Evviva, la Cina ha tolto l'embargo alle importazioni di carni bovine provenienti dall'Italia.
C'è da esserne contenti, e da tutte le sedi arrivano lodi al lavoro del comitato governativo Italia Cina, presieduto dai ministri degli esteri dei due paesi, Angelino Alfano e Wang Yi.
Un buon risultato che non ha mancato di raccogliere il plauso di Coldiretti, Confagricoltura e Cia.
 

Mercato in affanno

A ben guardare la produzione di carne bovina in Italia non gode però di buona salute e non sarà questa apertura cinese a cambiarne le sorti.
Perché, anche volendo, carne dalle nostre stalle non può uscirne molta, non importa dove diretta.

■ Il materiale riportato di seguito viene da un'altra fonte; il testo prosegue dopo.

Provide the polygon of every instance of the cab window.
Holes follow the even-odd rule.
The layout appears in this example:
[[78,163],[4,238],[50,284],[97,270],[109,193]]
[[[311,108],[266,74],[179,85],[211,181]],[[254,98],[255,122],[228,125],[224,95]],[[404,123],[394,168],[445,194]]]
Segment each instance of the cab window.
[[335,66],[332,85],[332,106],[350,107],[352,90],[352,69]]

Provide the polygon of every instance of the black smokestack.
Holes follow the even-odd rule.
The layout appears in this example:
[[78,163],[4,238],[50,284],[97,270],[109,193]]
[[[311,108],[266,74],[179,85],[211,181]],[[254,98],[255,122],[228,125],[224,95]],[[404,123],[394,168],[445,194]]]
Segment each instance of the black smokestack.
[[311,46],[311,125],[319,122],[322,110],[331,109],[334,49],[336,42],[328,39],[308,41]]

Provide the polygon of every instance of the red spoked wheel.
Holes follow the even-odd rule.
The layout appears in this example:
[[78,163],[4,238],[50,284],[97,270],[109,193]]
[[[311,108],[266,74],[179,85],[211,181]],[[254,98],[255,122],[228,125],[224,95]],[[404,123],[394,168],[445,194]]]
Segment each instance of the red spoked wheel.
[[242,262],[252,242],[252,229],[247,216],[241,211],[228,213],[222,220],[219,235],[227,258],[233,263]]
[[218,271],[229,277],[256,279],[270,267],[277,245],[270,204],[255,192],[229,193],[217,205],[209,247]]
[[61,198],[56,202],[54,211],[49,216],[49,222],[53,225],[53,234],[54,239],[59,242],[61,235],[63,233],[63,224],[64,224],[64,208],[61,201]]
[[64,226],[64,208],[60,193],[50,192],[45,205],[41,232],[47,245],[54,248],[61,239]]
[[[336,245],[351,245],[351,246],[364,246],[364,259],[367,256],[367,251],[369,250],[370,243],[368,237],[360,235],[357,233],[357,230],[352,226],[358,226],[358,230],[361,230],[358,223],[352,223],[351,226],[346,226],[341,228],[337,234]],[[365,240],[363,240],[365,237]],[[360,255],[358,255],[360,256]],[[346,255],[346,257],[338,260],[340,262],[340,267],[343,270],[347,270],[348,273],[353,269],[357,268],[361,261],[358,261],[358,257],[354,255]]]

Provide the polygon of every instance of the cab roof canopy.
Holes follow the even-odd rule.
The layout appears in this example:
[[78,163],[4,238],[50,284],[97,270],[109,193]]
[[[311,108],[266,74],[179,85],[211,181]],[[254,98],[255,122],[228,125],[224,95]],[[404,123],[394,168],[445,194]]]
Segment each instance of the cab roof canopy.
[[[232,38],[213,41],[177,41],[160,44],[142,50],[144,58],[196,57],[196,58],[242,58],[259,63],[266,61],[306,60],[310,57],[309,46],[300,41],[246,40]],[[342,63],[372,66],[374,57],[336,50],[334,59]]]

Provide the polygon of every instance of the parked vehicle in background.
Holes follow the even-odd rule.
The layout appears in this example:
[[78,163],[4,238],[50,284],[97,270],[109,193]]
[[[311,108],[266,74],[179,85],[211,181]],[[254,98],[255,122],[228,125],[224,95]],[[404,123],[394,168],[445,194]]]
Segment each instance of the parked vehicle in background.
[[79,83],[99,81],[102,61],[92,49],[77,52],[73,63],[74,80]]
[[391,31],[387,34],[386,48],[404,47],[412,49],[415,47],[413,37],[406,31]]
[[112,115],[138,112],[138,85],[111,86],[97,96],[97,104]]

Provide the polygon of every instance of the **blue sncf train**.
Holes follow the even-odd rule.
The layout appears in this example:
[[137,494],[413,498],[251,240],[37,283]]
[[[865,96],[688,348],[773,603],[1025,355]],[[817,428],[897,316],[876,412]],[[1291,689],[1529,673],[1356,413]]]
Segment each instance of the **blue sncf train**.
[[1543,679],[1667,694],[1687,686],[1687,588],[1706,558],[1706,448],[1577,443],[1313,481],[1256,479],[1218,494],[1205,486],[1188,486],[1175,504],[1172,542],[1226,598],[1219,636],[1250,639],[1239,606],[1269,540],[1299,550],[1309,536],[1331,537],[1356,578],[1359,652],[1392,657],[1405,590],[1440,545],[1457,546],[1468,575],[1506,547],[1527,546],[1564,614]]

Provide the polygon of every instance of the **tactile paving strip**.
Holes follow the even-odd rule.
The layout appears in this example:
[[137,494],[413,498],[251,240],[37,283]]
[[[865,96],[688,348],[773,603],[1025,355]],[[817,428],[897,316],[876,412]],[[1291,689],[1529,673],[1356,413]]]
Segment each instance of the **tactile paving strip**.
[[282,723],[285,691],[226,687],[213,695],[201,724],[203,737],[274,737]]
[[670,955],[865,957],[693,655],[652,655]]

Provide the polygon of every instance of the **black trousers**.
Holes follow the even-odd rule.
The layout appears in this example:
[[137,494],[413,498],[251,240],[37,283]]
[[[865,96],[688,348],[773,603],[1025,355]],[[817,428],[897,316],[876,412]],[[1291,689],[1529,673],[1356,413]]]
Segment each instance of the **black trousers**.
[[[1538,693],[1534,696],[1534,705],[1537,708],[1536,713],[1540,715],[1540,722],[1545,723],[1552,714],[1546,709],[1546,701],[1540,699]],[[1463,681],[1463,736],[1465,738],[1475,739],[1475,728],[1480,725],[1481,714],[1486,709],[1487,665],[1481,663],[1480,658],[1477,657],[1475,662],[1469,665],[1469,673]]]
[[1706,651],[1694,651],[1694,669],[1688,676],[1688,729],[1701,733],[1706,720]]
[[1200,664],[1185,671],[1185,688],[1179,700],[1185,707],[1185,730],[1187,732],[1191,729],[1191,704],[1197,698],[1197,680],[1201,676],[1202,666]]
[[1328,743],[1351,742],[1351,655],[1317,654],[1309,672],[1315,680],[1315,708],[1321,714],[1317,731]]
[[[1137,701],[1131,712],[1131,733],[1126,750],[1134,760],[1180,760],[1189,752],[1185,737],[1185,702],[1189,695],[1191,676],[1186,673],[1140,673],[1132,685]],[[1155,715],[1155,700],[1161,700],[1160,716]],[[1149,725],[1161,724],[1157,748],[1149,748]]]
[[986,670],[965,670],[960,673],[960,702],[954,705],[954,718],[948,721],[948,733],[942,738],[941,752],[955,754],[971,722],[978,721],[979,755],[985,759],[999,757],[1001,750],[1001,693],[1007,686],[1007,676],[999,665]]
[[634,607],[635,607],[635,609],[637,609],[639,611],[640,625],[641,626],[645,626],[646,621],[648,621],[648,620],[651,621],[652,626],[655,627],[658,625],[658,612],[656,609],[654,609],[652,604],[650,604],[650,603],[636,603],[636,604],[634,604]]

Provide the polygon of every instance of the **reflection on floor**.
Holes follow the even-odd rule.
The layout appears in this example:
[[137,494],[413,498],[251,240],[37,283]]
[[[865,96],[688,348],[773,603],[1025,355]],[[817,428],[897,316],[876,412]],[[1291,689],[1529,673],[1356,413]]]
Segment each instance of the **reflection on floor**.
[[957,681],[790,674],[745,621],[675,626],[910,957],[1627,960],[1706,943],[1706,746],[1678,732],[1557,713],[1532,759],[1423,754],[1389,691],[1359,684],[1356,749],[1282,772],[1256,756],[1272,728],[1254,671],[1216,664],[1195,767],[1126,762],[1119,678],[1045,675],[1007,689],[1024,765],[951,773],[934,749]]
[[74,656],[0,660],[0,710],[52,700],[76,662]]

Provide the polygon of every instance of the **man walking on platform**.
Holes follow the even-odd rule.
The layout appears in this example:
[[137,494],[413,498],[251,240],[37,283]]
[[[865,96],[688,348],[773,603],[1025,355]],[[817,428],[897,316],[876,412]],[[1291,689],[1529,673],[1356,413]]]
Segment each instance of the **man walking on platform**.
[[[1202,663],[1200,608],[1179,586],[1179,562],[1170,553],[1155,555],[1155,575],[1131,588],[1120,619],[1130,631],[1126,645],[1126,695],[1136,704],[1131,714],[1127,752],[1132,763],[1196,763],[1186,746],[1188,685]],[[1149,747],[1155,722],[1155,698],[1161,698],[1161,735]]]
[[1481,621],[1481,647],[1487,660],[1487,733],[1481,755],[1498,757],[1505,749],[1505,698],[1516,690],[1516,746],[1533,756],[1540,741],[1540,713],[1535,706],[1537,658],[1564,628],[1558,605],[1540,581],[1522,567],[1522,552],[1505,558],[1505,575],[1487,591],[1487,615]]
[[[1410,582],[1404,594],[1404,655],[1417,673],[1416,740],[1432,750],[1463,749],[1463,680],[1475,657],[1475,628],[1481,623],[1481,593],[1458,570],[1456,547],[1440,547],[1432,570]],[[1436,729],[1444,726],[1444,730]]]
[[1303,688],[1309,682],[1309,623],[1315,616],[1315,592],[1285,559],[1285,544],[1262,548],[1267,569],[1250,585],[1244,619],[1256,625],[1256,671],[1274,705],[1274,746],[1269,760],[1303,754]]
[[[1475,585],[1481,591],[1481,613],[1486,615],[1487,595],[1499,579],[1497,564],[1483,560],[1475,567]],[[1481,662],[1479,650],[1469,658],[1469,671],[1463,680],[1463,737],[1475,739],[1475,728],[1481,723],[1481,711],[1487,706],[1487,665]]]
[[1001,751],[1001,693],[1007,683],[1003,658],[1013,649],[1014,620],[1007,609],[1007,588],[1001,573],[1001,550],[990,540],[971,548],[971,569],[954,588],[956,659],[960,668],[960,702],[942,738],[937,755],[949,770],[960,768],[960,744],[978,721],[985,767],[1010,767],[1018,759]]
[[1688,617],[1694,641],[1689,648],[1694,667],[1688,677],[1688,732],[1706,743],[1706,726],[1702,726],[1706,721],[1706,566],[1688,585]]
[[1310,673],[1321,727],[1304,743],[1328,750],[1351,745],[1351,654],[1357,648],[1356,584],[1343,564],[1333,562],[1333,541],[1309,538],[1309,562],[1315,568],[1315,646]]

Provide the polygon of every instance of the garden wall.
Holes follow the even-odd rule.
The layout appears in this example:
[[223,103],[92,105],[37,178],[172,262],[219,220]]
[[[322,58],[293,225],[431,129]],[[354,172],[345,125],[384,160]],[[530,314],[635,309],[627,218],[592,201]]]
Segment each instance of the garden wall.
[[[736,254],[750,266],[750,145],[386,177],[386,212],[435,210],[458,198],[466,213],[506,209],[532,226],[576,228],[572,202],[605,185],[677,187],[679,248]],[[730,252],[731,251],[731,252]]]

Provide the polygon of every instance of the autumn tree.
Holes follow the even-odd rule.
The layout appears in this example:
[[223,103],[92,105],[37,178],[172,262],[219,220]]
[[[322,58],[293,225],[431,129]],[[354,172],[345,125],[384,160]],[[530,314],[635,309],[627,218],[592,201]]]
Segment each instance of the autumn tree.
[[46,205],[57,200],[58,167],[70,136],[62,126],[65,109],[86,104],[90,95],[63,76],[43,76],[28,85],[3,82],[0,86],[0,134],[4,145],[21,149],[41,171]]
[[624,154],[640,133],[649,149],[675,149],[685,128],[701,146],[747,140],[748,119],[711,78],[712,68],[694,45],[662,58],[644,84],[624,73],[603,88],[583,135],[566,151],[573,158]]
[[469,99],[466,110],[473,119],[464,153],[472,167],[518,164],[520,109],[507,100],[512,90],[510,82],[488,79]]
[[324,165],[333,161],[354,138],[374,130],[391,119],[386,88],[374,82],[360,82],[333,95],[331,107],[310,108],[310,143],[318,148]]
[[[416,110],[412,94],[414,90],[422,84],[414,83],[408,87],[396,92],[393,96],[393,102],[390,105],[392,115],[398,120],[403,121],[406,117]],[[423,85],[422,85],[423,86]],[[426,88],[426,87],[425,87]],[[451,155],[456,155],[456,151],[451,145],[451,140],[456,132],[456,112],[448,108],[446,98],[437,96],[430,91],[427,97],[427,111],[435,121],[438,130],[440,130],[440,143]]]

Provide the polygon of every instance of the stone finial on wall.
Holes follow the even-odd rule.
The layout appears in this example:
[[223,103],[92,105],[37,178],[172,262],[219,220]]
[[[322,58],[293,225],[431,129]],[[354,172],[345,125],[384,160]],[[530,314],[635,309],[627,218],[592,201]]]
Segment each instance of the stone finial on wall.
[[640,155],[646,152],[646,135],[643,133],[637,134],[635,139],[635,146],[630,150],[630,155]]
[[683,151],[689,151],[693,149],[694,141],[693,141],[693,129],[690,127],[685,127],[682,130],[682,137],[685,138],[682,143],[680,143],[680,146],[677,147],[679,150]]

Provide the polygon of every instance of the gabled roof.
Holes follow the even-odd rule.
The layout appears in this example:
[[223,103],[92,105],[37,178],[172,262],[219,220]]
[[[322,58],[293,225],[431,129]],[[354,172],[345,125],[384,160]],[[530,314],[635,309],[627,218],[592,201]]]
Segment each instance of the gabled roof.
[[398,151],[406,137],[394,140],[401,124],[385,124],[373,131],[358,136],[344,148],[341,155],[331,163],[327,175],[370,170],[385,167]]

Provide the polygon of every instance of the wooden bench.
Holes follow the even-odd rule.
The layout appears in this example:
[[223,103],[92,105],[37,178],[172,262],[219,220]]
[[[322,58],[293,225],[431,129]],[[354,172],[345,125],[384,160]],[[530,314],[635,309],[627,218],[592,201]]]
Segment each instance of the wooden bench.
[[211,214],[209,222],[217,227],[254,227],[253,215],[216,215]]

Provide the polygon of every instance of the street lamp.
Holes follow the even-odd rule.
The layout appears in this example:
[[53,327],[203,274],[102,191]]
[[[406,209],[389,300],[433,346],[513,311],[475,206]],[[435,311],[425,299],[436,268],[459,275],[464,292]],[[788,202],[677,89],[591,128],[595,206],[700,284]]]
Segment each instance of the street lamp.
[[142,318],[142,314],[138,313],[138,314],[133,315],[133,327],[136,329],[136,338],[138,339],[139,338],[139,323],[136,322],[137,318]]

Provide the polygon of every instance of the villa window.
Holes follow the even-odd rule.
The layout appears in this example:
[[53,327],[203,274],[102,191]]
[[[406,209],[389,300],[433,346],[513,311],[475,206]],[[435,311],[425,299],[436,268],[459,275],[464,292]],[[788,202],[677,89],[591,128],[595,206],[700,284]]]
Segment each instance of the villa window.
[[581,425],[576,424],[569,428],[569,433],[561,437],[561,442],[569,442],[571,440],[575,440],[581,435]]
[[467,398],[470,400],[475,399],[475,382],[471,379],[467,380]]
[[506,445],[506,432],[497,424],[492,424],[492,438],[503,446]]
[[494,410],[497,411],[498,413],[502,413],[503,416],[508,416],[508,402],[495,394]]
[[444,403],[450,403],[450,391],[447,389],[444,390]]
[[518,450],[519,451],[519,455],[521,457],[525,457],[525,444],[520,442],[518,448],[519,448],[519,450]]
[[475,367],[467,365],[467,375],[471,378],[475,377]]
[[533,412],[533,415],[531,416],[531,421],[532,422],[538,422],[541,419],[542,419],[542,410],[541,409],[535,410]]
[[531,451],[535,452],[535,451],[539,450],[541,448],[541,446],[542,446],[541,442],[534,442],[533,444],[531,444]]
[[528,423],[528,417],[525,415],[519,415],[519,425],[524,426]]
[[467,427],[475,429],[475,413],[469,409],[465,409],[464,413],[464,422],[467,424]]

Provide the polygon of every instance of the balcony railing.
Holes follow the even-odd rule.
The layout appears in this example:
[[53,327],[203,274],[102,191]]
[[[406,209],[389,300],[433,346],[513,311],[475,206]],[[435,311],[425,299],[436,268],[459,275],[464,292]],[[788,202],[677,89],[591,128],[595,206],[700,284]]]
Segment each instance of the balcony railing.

Già oggi il nostro grado di approvvigionamento fatica a superare il 50% e chi dice sia superiore, dimentica di mettere in conto le importazioni di giovani animali vivi, il cui ciclo di ingrasso viene fatto concludere in Italia.
 

Bilancia commerciale negativa

A dispetto della scarsa produzione interna (circa 800mila tonnellate, Ismea 2016), che ci costringe a importare complessivamente circa 640mila tonnellate di carni bovine, riusciamo a immettere sui mercati internazionali circa il 20% della produzione totale (174mila tonnellate). Il disavanzo della bilancia commerciale è evidente.

Un "alleggerimento" della quantità di carni sul mercato interno che contribuisce a evitare un calo dei prezzi, altrimenti inevitabile a fronte della flessione dei consumi.
Dunque ben venga l'apertura del mercato cinese, pur sapendo che non potrà modificare in profondità lo scenario attuale.
 

Stop alle vacche

La Cina, ricordiamolo, aveva chiuso le frontiere alla carne bovina europea dopo gli episodi di Bse, conservando l'embargo anche dopo le evidenze scientifiche che davano per superata l'emergenza.
Tuttavia le autorità sanitarie cinesi ancora oggi non ne sembrano del tutto convinte. Non si spiega altrimenti il perché limitare le importazioni alle carni provenienti da animali di età inferiore ai 30 mesi.

Dunque via libera alle produzioni che provengono dai bovini da carne, ma stop a quella delle vacche da latte a fine carriera, dalle quali l'Italia ricava una quota significativa della propria produzione di carne, per lo più avviata ai circuiti della trasformazione e dei pronti a cuocere.
 

Opportunità per la genetica

Più che l'apertura cinese alla nostra carne, appare interessante il via libera alle importazioni di seme bovino, deciso nella stessa occasione.

Nella selezione genetica l'Italia vanta risultati di tutto rispetto, che la mettono ai primi posti nel mondo, soprattutto nelle razze da latte.

Se la Cina confermerà le sue politiche di sviluppo della produzione interna di latte, per il seme dei nostri tori miglioratori potrebbero aprirsi interessanti opportunità. Ma attenti alla concorrenza internazionale, assai forte in campo genetico.